West African Fish Stew
May 18, 2026

A rich, tomato-based West African fish stew with peppers, onions, and spices, simmered gently to keep the fish tender and flavorful.
- Prep 20min
- Cook 40min
- Total 1h
- Yield 4 servings
Ingredients
- 800g white fish (such as cod, hake, or tilapia), cut into large chunks
- 2 tablespoons vegetable oil
- 1 large onion, finely sliced
- 3 garlic cloves, minced
- 1 tablespoon grated ginger
- 2 red bell peppers, blended or finely chopped
- 2 large tomatoes, blended
- 2 tablespoons tomato paste
- 1-2 Scotch bonnet peppers (adjust to taste), finely chopped
- 1 teaspoon smoked paprika
- 1 teaspoon ground cumin
- 1 teaspoon dried thyme
- 1 bay leaf
- 500ml fish or vegetable stock
- Salt to taste
- Fresh coriander or parsley for garnish
- Juice of half a lemon
Instructions
- Heat vegetable oil in a large pot over medium heat and sauté onions until soft and translucent.
- Add garlic and ginger, cooking briefly until fragrant.
- Stir in blended red peppers, tomatoes, tomato paste, and Scotch bonnet pepper. Cook for 10–15 minutes until the sauce thickens.
- Add paprika, cumin, thyme, bay leaf, and salt, stirring to combine.

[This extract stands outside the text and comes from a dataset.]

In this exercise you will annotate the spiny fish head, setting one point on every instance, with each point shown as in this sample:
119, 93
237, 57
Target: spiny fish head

- Pour in stock and simmer for 10 minutes to develop flavor.
- Gently add fish chunks to the stew, making sure they are submerged in the sauce.
- Simmer on low heat for 10–12 minutes, or until the fish is just cooked through.
- Finish with lemon juice and garnish with fresh coriander or parsley before serving.
Notes
This recipe is inspired by a passage from Stay With Me by Ayọ̀bámi Adébáyọ̀. It is AI-generated and shared for entertainment, culinary inspiration, and reading enjoyment. Please use your own judgment and experience when preparing it.